Salazar da, Franco gibi ülkesini demir yumrukla yönetmiş bir diktatör olarak, futbol oyununun geniş kitlelere ulaşması için yoğun çaba içinde olmuş.
Salazar, halkı futbol oynasın, oynamayanlar izlemekle yetinsin ama futbol üzerinde derin tartışmalar yapmalarını istemiş ve bunu teşvik etmiş.
Öyle ya insanlar futbolu tartışırken, Salazar yönetimin kendi üzerlerinde oluşturduğu baskıyı bir an için de olsa unutacaklar nasıl olsa.
Bir Portekiz halk müziği olan 'Fado'yu dinlerken kendilerinden geçtikleri gibi.
Salazar halkının, fado dinlemeyip, futbolu konuşmadıkları anlarda da dini konuları üzerinde tartışma açmalarını da istemiş.
'Fatima' konusu gibi mesela.
Ki;
Fatima, Hz. Meryem'in beyaz bir kıyafetle üç çocuğa görünmesine inanılan olayla ilgilidir ve Katolik Hıristiyanlar tarafından çok önemli görülen dini bir olaydır.
Fatima konusu, ortaya atıldığı 1917 yılından bu yana üzerinden 107 yıl gibi bir süre geçmiş olmasına rağmen halen çözüme ulaştırılamamış bir tartışma konusudur üstelik.
Futbol, müzik ve din konuları, sonu gelmez tartışmalar için en uygun ortamdır nasıl olsa.
TÜRK FUTBOLU KAOSA SÜRÜKLENDİ
Ülkemizde mesela, özellikle son üç yıl içersinde futbol her hafta yeni bir tartışma konusu açılıyor.
Tartışılan konular da daha çok hakem hataları üzerinden yapılıyor.
Ki;
Hakemler de maşallah tartışma yaratacak hataları her hafta tekrarlıyorlar.
Günümüzde Türk futbolu üzerinde bitmez tükenmez tartışma da Galatasaray ve Fenerbahçe maçları üzerinden ve bu maçlardaki pozisyon hataları üzerinden sürüyor.
Ki;
Her hafta değişen oranlarda bir takıma az, diğer takıma fazla yapılan bir dizi hata tekrarlanıp duruyor.
Ve takımı lehine daha çok hata yapan sesini daha fazla çıkarıyor.
Aslında iki takım, bir hafta biri daha az, diğer hafta ise fazla zarar görüyor
Benzeri durum bir hafta sonra diğeri için tekrarlanıyor yani.

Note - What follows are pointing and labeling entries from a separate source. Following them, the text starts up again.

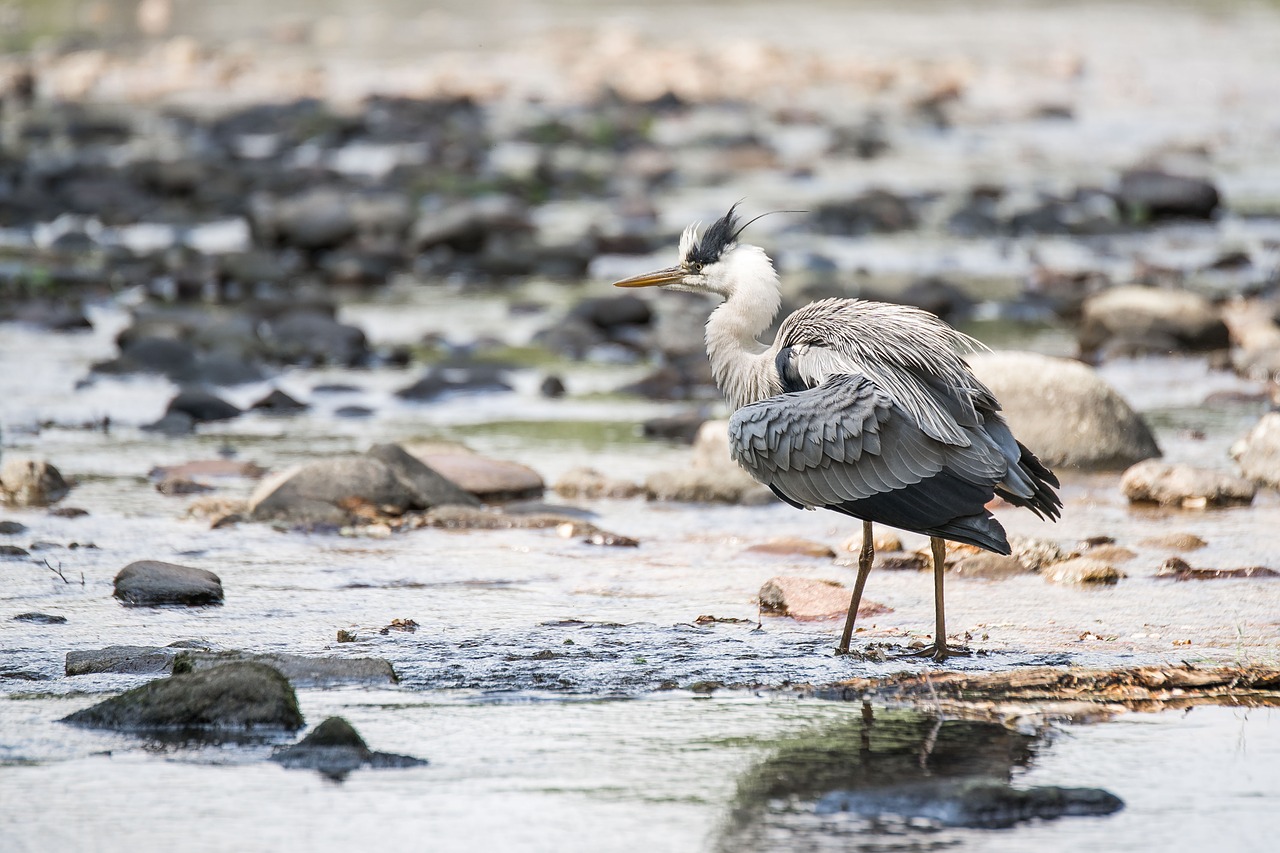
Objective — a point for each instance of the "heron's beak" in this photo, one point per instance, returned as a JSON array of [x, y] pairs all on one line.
[[657, 278]]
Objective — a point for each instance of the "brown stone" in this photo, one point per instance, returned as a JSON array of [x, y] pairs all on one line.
[[810, 600], [794, 547]]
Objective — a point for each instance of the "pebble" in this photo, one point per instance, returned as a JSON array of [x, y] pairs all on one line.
[[334, 748], [1082, 571], [1064, 411], [150, 583], [1184, 486], [234, 697], [27, 482], [809, 600]]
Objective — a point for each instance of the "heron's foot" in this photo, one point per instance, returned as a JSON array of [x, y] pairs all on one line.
[[938, 652]]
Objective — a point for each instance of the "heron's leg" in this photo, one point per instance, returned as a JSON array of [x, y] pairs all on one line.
[[938, 649], [864, 568]]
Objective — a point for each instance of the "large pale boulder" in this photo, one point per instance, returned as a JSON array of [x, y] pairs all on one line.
[[1064, 411]]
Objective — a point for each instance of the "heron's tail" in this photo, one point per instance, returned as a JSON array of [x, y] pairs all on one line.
[[981, 530], [1031, 484]]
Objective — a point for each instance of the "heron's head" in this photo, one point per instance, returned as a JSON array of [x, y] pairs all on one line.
[[711, 261]]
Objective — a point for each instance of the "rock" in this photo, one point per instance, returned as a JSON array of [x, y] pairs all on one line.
[[1175, 542], [40, 619], [26, 482], [311, 337], [278, 402], [173, 424], [883, 541], [677, 428], [1258, 452], [976, 802], [1178, 569], [1150, 194], [1137, 320], [439, 381], [988, 566], [1083, 571], [552, 388], [430, 488], [300, 670], [792, 547], [1064, 413], [129, 660], [1036, 553], [325, 492], [150, 583], [1155, 482], [234, 697], [489, 479], [1111, 553], [874, 211], [809, 600], [336, 748], [590, 484]]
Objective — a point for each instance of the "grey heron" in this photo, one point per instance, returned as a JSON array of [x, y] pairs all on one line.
[[863, 407]]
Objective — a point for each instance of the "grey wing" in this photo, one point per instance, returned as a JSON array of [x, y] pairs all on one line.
[[846, 446]]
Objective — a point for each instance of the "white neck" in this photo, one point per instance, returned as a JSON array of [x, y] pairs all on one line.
[[743, 365]]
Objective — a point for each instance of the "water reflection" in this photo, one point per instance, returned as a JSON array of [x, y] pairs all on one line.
[[891, 780]]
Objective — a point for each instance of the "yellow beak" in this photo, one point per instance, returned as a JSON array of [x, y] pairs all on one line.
[[657, 278]]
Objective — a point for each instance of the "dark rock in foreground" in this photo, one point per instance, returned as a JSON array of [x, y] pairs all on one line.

''Tencere dibin kara, seninki benden kara'' misali bir durumla karşı karşıyayız aslında
Filler tepişiyor, çimenler eziliyor yani.
Filin biri Fenerbahçe, diğeri ise Galatasarayken, çimenler de geriye kalan 18 takım oluyor haliyle.
Türk futbolu bu kaos ortamında çıkar mı?
Çıka elbette.
Ve fakat.
Daha önemli soru şu aslında:
Toplum olarak biz bu durumun düzelmesini istiyor muyuz?
Başka sorum yok.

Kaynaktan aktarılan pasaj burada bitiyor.